Outlier detection

Note: This is still a beta functionality.

An outlier is a data point that is significantly different from rest of the data. Presence of outliers in training data can deteriorate the generalization performance of machine learning models. In this aspect, we aim to remove outliers from signals.

Usage

signal.process_outliers(strategy='online', threshold=3, above_threshold=False, output_scores=False, impute=False)

This method processes a signal and removes or imputes outliers.

Note that the ‘online’ strategy is deprecated and will be removed in the future. This strategy also doesn’t support the arguments above_threshold, output_scores and impute.

Parameters:
  • signal – The signal to process.

  • strategy – Two strategies are available at the moment: 1, ‘online’: it looks at sudden changes in a signal to classify a datapoint as outlier. 2, ‘residual’: it looks at residuals from a regression model to detect an outlier.

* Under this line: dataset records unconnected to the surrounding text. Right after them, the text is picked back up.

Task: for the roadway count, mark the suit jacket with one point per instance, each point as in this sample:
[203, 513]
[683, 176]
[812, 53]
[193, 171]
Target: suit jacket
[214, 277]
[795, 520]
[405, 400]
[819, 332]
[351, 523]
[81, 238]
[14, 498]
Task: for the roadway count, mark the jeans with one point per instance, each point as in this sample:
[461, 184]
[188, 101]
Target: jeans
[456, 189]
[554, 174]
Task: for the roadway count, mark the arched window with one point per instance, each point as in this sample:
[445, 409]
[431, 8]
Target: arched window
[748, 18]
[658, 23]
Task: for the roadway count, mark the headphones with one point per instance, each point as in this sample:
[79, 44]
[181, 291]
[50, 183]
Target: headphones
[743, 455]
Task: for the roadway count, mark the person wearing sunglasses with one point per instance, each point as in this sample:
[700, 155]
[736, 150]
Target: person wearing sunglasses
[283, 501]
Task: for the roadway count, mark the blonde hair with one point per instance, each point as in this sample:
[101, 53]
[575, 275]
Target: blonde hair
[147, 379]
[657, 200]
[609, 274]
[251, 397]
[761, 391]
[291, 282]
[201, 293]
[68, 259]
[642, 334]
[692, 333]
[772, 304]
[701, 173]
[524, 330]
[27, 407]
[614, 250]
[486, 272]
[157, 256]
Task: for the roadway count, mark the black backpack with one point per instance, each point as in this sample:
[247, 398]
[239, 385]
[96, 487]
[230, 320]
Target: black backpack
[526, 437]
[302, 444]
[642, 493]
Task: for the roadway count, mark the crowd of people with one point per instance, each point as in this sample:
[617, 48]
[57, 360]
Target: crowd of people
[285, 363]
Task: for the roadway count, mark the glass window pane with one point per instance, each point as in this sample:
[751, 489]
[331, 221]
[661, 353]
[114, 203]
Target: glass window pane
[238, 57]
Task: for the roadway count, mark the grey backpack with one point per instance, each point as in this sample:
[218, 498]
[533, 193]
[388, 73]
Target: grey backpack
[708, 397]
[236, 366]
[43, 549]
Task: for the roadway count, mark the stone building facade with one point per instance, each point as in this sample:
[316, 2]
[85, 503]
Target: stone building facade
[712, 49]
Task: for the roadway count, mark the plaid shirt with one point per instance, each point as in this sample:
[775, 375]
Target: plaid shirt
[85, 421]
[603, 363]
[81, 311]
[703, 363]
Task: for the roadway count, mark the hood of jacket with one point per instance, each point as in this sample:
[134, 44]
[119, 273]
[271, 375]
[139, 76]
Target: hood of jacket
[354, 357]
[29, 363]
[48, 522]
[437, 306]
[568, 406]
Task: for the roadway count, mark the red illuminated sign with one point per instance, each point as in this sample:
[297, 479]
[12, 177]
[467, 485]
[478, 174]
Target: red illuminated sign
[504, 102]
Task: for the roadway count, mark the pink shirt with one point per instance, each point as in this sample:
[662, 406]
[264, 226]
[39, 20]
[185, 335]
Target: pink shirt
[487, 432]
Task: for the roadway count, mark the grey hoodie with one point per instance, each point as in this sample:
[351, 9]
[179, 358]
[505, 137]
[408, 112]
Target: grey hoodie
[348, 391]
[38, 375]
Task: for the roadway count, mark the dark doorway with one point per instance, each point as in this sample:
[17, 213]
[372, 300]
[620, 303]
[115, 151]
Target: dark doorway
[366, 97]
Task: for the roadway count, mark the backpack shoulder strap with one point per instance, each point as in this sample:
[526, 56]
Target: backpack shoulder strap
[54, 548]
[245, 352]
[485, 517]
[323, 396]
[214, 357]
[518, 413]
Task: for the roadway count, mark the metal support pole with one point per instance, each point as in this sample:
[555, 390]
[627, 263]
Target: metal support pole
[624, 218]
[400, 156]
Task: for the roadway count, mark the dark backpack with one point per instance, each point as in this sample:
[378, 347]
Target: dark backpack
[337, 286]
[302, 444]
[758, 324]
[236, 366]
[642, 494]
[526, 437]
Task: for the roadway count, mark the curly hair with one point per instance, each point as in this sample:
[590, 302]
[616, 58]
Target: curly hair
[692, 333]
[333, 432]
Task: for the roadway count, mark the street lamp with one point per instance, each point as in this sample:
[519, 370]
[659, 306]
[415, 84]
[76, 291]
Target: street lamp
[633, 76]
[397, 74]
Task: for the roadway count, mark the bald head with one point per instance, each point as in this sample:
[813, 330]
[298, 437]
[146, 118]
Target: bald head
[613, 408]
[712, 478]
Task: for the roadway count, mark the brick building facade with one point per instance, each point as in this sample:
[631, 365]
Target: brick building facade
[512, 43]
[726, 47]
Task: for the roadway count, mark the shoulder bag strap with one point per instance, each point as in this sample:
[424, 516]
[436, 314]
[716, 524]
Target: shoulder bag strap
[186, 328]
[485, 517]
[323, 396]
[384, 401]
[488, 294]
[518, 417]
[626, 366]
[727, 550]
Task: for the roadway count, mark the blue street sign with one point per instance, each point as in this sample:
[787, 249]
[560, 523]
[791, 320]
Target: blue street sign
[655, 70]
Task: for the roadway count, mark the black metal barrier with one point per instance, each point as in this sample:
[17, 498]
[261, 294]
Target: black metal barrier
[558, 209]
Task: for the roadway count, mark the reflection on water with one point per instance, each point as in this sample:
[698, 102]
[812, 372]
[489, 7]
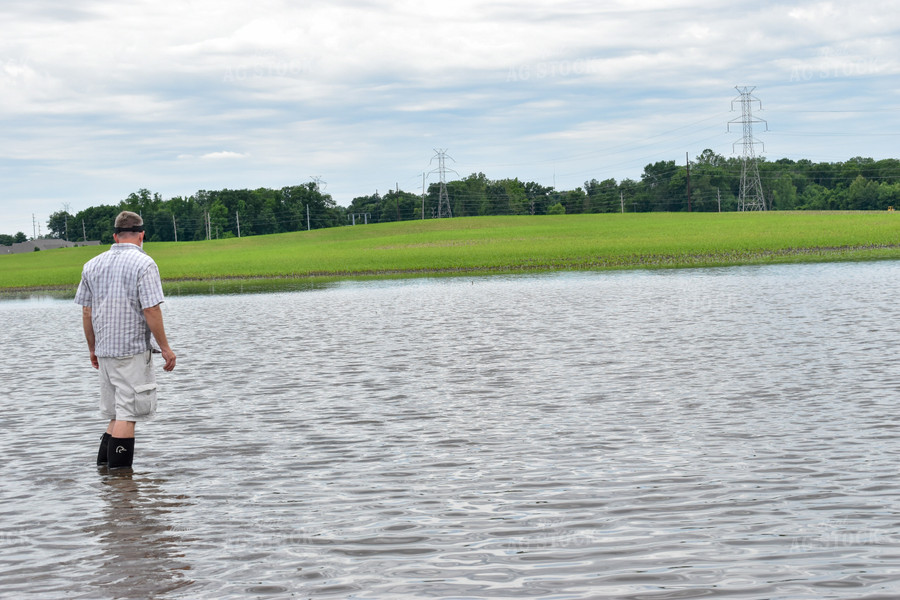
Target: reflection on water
[140, 555]
[684, 434]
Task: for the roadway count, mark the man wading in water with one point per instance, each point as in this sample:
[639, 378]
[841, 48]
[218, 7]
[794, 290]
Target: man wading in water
[120, 294]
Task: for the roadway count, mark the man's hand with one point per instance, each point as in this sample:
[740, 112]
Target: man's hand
[169, 357]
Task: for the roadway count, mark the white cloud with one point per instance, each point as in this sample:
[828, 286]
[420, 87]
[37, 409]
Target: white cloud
[107, 97]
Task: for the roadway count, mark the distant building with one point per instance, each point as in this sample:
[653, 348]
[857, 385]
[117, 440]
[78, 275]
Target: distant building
[43, 244]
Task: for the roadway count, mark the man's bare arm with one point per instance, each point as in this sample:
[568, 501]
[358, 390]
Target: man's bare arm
[153, 315]
[88, 326]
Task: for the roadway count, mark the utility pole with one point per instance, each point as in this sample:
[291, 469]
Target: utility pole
[687, 161]
[751, 195]
[443, 198]
[66, 208]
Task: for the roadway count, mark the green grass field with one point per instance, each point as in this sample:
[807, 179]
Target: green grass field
[495, 245]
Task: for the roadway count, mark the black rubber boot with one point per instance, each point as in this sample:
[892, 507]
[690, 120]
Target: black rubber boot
[103, 455]
[120, 452]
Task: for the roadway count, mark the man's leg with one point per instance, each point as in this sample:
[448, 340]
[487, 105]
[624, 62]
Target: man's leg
[120, 452]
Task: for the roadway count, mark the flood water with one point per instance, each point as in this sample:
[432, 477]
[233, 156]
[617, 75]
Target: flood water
[715, 433]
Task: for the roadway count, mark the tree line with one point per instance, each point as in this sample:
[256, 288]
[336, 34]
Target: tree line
[710, 182]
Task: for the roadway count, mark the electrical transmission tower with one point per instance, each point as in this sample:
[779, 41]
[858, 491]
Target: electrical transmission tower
[443, 198]
[751, 196]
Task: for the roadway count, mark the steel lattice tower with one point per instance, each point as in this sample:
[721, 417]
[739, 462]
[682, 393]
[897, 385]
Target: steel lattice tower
[751, 196]
[443, 198]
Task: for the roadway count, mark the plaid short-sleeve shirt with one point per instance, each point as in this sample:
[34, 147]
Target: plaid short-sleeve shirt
[118, 285]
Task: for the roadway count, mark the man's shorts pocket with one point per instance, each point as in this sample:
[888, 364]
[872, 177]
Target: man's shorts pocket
[144, 399]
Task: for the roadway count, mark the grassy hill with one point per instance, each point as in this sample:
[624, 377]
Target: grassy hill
[494, 244]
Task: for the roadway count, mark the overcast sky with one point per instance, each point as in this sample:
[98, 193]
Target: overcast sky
[101, 98]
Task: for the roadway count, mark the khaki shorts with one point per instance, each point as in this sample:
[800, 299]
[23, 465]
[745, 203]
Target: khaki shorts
[128, 387]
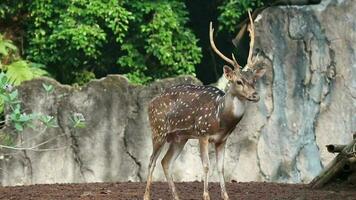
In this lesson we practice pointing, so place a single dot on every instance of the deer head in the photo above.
(241, 82)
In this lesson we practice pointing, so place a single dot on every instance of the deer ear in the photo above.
(259, 73)
(228, 73)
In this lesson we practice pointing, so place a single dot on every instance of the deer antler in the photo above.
(251, 29)
(232, 62)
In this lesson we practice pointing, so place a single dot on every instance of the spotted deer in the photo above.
(201, 112)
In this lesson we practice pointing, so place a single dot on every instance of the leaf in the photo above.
(20, 71)
(18, 127)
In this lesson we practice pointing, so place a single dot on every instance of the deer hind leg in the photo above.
(157, 147)
(204, 155)
(220, 151)
(173, 152)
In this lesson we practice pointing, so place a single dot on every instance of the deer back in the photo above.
(185, 111)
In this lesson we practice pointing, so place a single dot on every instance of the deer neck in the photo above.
(232, 109)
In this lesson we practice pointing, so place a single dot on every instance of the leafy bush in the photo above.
(233, 10)
(144, 40)
(17, 70)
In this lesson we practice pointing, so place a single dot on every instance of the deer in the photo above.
(205, 113)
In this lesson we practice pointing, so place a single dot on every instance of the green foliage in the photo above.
(83, 77)
(144, 40)
(48, 88)
(78, 120)
(232, 11)
(17, 70)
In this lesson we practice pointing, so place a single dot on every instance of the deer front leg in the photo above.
(220, 151)
(173, 152)
(204, 155)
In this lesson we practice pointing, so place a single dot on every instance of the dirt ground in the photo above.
(188, 190)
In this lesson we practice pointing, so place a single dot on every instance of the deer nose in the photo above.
(255, 96)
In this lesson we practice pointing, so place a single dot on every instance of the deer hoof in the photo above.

  • threshold – It acts as a threshold on the decision scores for outliers above which a data point is flagged as an outlier. The scores are the z-scores - the number of standard deviations from the expected value.

  • above_threshold – If set to True, outputs when the scores are above the threshold, instead of below. This means only the outliers are kept and other values removed.

  • output_scores – If set to True, outputs the z-scores instead of the data values.

  • impute – If set to True, the missing values are imputed with the expected value, instead of being removed. This setting cannot be combined with above_threshold or output_scores.

To process outliers in sales signal, call:

actual('sales').process_outliers()

To specify a particular strategy and threshold, we can use:

actual('sales').process_outliers(strategy='online', threshold=3)